[521] in linux-security and linux-alert archive
Re: Getting security tools into a mainstream distribution
daemon@ATHENA.MIT.EDU (Dave Stagner)
Fri Dec 15 03:37:52 1995
Date: Thu, 14 Dec 1995 10:06:18 -0600
From: Dave Stagner <david_stagner@sys1.ic.ncs.com>
To: Thomas =?ISO-8859-1?Q?K=F6nig?= <Thomas.Koenig@ciw.uni-karlsruhe.de>
Cc: linux-security@tarsier.cv.nrao.edu
[mod: quotung trimmed --okir]
Thomas =3D?ISO-8859-1?Q?K=3DF6nig?=3D wrote:
> What's the best way of getting cryptographic tools such as ssh or
> pgp by default into a mainstream Linux distribution, given US
> export law?
> =
I see one major problem with this... any encryption software based on
the RSA algorithm (most notably PGP) is subject to patent restrictions
in the US entirely separate from export restrictions. Free software
using RSA released in the US must legally be built using the RSAREF
library (used by the US version of PGP distributed by MIT), while
RSA-based software used overseas uses a clone of the RSAREF library (I
can't remember its name offhand). Meanwhile, the RSAREF library itself
is illegal to use outside the US (at least according to US law!)
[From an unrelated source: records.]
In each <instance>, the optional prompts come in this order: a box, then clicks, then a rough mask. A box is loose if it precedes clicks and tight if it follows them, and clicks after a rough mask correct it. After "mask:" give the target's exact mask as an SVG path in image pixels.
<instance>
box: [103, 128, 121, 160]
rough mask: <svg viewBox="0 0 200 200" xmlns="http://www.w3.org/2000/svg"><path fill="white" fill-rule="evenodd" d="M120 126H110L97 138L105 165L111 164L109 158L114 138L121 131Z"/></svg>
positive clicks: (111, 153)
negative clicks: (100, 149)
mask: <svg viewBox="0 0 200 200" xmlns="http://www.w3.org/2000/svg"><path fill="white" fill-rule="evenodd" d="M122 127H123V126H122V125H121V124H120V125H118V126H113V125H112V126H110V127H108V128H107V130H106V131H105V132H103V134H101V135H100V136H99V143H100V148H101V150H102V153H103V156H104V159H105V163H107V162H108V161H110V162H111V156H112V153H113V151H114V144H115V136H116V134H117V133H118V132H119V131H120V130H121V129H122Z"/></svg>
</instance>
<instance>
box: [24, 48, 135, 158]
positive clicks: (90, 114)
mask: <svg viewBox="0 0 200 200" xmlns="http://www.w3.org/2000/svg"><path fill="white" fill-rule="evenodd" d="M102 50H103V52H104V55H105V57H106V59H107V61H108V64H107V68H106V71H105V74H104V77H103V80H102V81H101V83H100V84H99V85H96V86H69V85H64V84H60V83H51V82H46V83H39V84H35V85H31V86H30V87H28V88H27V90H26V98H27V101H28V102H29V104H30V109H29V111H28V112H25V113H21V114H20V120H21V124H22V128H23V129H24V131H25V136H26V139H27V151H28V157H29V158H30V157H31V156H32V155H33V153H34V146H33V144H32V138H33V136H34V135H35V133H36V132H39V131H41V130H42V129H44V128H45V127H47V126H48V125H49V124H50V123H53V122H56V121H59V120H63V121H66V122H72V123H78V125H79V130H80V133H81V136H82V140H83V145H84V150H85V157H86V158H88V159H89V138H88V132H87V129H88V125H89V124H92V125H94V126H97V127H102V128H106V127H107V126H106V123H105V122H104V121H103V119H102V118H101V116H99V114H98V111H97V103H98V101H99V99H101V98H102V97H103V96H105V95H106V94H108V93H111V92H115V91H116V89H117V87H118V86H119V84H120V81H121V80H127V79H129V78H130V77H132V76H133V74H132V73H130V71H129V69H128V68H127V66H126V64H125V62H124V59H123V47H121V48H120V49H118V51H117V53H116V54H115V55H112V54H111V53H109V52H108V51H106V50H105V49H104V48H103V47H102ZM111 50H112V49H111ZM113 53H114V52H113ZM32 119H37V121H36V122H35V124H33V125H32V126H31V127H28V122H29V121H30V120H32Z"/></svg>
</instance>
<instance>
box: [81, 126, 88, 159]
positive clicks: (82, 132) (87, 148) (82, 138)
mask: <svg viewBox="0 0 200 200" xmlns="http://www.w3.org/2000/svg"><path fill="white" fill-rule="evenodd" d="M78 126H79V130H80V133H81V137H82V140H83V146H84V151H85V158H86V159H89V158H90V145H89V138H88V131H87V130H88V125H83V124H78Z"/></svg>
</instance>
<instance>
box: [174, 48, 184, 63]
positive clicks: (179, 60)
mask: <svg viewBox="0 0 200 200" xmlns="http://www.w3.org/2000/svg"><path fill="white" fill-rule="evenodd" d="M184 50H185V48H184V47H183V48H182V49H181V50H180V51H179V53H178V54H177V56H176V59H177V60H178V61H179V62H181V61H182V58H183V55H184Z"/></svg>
So we have two problems here. The first is that it would be illegal to
export a Linux distribution with strong encryption from the US. The
second is that it would be illegal to import a European-based
distribution with strong encryption INTO the US, albiet for different
reasons.
The only answer I can see offhand is to maintain parallel development of
a distribution, one for the US and one for the civilized world. The
only difference would be the use of RSAREF in the US version and the
RSAREF clone for the non-US version. And while technically legal, such
an approach could lead to legal harassment for the maintainers in the
US, either from the US govt or from Public Key Partners. =
Another possibility would be to provide a "security" package for
existing major distributions (i.e. Slackware, Debian) that users could
download and add themselves. Maintaining matching sets of such a
package would be easier, but it wouldn't provide the sort of blanket
security that would be ideal.
And one last, unrelated note... any security package for Linux
distributions should PLEASE include Tripwire or some other checksum
utility! I just have horrible visions of someone sneaking a hacked
binary of ssh or PGP into a standard distribution...
-- =
* David Stagner david_stagner@ncs.com
* National Computer Systems vox 319 354 9200 ext 6884
* Operations Division fax 319 339 6555
I disclaim my employer and I'm sure they'd disclaim me too.